In Inter-Local Pension Fund GCC/IBT v. Calgon Carbon Corp., C.A. No. 2017-0910-MTZ, 2018 WL 6719718 (Del. Ch. Jan. 25, 2018) (Zurn. V.C.), petitioner sought electronic communications, including personal emails, to investigate the discussions between Calgon Carbon Corp.’s management and third parties to determine if management prioritized its own retention and compensation over the interests of Calgon’s stockholders. The Chancery Court granted the petition in part. The Chancery Court noted that the nature of those communications meant that the fund was unlikely to uncover any meaningful answers in the more traditional, formal books and records, like minutes or letters between the companies. The court found that the electronic communications sought were necessary and essential to the investigative purpose, including the personal emails of management to the limited extent that they are not duplicative of sources from company emails and devices. As the Chancery Court noted, in today’s age, corporate records are not always confined to a company’s premises, domain name, and servers. Thus, the court held that “[w]hen considering requests for information from personal accounts and devices in Section 220 proceedings, a court should apply its discretion on a case-by-case basis to balance the need for the information sought against the burdens of production and the availability of the information from other sources, as the statute contemplates” (citing Schnatter v. Papa John’s Int’l, Inc., C.A. No. 2018-0542-AGB, 2019 WL 194634 (Del. Ch. Jan. 15, 2019) (Bouchard, C.)).

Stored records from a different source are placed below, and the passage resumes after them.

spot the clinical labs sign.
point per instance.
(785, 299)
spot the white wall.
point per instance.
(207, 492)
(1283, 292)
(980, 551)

The Chancery Court emphasized that the core inquiry is whether the record is necessary and essential to the stockholder’s investigation. Prior decisions have echoed this sentiment. In Thomas & Betts Corp. v. Leviton Mfg. Co., 681 A.2d 1026, 1035 (Del. 1996), the court noted that an inspecting stockholder with a proper purpose “bears the burden of proving that each category of books and records is essential to accomplishment of the stockholder’s articulated purpose for the inspection.” In Amalgamated Bank v. Yahoo! Inc., 132 A.3d 752, 775 (Del. Ch. 2016), the Chancery Court indicated that there is some limit on what need be produced: “The order should permit access to books and records that are ‘essential’ for the plaintiff to achieve its purpose, but should stop at the quantum of information that the court deems ‘sufficient.’” Note, too, that “if a company observes traditional formalities, such as documenting its actions through board minutes, resolutions, and official letters, it will likely be able to satisfy a Section 220 petitioner’s needs solely by producing those books and records.” KT4 Partners, LLC v. Palantir Technologies, Inc., C.A. No. 2017-0177-JRS, 2018 WL 6719718 (Del. Jan. 29, 2018) (Strine, C.J.).
The decisions discussed above confirm the term “other books and records” in Section 220 can, in an appropriate case, include emails and other ESI. These decisions also recognize, however, that production of emails and other ESI can be onerous and unnecessary depending upon the stated purpose of the demand, especially where the corporation maintains traditional types of books and records. Boards and management should consider whether their recordkeeping comports with traditional practices to minimize the likelihood that burdensome email and ESI production will be required in response to a stockholder’s Section 220 demand.